In all countries the impetus for change has come from the increasing use of computer communications by business. Just as the labour movement has been compelled to develop global institutions (like "company councils") as a countervailing power to transnational corporations, so labour dares not fall behind those corporations in the use of advanced communications. (There have even been cases where the unions surpassed the corporations, and where union representatives have come to the bargaining table with more current and more comprehensive information than their corporate counterparts.)

Labour's use of computer networking has not been without its troubles, and these are probably the same as those encountered by businesses which go online. The dominance of the English language is one of the problems.
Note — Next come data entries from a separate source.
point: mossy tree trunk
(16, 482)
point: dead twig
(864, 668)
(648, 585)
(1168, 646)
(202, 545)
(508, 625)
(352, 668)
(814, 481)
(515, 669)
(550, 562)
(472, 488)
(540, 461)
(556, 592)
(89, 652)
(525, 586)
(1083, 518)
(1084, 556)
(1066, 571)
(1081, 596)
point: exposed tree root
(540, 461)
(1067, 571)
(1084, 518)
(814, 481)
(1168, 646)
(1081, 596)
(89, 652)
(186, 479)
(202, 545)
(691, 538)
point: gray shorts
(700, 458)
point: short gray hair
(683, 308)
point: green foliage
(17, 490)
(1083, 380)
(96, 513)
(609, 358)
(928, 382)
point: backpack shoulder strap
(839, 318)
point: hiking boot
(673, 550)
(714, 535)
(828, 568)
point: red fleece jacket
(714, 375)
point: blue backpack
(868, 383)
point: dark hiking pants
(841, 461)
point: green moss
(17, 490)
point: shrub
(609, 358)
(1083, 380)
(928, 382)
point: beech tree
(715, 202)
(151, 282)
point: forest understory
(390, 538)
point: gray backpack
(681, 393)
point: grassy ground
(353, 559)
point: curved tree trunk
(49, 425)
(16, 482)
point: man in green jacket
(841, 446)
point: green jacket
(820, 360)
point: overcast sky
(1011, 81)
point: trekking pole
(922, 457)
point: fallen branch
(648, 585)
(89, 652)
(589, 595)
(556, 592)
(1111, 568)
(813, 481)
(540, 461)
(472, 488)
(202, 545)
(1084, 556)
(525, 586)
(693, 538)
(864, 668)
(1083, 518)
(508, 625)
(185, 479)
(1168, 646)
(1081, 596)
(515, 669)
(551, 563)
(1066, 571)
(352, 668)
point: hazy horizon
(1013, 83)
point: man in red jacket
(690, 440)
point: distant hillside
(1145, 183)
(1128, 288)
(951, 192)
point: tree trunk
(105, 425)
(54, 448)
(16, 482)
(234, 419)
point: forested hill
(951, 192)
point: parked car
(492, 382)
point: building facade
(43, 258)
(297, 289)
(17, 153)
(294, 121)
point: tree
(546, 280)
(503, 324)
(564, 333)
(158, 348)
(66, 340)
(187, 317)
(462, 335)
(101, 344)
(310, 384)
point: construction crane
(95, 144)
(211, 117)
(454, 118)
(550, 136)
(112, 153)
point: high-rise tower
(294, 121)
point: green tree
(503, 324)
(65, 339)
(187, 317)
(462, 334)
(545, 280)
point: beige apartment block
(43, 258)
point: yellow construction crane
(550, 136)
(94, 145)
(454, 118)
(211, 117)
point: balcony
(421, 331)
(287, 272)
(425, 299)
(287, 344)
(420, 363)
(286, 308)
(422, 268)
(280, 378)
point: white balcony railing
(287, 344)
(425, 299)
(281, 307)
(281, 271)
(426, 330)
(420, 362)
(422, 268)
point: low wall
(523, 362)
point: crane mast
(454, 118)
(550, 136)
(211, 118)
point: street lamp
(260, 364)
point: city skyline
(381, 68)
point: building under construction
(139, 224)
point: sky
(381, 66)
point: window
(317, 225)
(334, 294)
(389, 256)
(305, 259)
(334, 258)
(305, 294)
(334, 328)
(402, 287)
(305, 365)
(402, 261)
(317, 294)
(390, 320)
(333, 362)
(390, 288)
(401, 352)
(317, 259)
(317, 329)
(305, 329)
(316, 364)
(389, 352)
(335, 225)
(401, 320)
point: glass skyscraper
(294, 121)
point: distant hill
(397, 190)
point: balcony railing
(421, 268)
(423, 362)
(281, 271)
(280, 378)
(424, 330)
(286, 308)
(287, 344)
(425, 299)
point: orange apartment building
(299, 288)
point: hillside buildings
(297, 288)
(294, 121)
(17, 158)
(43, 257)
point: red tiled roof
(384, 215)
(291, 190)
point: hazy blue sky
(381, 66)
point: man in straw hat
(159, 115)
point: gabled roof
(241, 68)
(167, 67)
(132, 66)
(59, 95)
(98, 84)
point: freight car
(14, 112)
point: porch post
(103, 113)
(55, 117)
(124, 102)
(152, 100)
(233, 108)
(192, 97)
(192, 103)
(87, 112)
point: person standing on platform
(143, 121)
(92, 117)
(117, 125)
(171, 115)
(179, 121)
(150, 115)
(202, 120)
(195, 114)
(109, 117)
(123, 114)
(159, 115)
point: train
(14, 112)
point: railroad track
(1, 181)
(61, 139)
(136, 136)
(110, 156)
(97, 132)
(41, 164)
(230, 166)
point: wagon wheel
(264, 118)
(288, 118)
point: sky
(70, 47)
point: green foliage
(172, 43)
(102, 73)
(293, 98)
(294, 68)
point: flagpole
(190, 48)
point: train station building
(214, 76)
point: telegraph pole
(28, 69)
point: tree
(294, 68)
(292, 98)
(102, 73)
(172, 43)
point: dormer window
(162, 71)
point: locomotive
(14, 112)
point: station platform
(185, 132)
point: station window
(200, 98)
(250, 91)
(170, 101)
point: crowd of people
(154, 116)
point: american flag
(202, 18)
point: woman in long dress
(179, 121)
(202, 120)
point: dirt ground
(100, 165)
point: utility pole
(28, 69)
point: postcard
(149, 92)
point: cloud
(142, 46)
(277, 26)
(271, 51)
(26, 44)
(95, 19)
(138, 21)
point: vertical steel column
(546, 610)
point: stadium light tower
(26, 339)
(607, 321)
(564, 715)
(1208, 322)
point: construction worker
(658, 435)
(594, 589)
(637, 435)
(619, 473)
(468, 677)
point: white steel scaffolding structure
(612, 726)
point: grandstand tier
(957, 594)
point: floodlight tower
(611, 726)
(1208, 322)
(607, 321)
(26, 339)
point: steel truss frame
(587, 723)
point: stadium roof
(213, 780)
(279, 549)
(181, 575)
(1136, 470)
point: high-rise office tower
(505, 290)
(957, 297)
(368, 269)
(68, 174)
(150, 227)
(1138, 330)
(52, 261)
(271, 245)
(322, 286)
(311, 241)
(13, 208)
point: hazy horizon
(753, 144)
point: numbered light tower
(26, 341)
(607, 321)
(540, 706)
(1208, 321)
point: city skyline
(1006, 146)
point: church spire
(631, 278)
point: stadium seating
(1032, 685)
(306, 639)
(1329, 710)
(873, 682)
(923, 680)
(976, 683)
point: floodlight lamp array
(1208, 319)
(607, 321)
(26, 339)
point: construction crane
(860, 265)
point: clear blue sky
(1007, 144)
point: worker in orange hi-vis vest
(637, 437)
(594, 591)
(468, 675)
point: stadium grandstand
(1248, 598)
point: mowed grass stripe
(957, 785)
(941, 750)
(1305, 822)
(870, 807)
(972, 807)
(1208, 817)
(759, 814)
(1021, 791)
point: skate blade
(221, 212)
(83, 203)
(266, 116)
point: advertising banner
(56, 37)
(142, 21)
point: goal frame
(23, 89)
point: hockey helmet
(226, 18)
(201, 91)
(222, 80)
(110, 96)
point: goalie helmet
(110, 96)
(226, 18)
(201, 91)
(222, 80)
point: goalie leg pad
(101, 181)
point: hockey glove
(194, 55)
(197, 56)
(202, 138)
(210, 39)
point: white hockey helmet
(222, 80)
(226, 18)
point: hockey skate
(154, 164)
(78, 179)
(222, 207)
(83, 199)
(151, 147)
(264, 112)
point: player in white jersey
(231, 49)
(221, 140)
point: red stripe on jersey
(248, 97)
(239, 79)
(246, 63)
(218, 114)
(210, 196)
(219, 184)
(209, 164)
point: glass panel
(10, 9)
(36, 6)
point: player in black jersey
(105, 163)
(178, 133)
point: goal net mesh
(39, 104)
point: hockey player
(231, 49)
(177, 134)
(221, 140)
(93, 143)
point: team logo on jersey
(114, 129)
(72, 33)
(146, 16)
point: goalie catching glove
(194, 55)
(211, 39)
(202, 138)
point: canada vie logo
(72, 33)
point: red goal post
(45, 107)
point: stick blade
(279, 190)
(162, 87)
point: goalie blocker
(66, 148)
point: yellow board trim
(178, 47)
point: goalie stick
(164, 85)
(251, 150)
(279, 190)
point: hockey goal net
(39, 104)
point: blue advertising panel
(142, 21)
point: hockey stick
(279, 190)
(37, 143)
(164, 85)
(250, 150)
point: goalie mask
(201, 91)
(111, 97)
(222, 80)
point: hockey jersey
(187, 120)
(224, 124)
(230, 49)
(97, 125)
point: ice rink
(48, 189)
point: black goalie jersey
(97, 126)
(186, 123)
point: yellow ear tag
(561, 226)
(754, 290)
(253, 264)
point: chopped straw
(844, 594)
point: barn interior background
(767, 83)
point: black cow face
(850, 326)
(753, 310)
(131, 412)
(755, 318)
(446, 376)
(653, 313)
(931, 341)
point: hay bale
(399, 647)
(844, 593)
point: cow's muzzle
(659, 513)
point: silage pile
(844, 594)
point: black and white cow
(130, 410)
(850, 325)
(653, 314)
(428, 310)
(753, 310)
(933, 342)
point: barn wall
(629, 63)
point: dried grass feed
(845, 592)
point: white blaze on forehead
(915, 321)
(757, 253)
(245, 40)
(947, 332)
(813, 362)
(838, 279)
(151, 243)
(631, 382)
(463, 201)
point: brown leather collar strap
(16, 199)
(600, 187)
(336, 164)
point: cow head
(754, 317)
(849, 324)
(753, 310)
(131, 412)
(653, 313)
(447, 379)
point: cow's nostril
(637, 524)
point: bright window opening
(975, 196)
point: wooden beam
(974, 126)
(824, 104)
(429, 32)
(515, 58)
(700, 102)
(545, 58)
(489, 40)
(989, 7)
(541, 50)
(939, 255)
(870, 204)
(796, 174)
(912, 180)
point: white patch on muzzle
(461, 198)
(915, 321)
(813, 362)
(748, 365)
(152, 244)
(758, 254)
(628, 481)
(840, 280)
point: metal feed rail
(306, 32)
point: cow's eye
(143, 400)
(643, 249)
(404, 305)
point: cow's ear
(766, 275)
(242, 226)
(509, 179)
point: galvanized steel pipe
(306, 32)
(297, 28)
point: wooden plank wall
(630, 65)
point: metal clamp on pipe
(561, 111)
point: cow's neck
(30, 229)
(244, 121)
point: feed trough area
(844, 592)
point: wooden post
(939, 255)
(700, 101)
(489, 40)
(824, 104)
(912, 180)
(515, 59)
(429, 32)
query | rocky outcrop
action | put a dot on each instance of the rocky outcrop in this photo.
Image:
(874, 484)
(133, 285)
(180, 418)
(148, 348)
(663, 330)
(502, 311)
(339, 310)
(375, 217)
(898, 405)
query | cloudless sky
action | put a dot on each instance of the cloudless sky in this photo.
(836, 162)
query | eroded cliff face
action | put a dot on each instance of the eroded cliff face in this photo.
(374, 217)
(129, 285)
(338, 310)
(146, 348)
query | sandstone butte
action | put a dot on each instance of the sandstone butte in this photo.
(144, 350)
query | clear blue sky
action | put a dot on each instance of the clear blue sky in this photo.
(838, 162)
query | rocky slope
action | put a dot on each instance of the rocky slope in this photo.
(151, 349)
Another is the strange male dominance over the networks (studies continue to show a huge gender gap when it comes to using computer communications). Fear of computers, the problem of security, lack of training, and the high cost of computer equipment in some countries are other problems yet to be overcome by the union movement.

For many years, the various federations of trade unions and social democratic parties around the world called themselves "the International," which was also the name of their anthem. But as Dan Gallin, the General Secretary of the Geneva-based International Union of Food Workers, told me, "only now with e-mail has a real International become possible."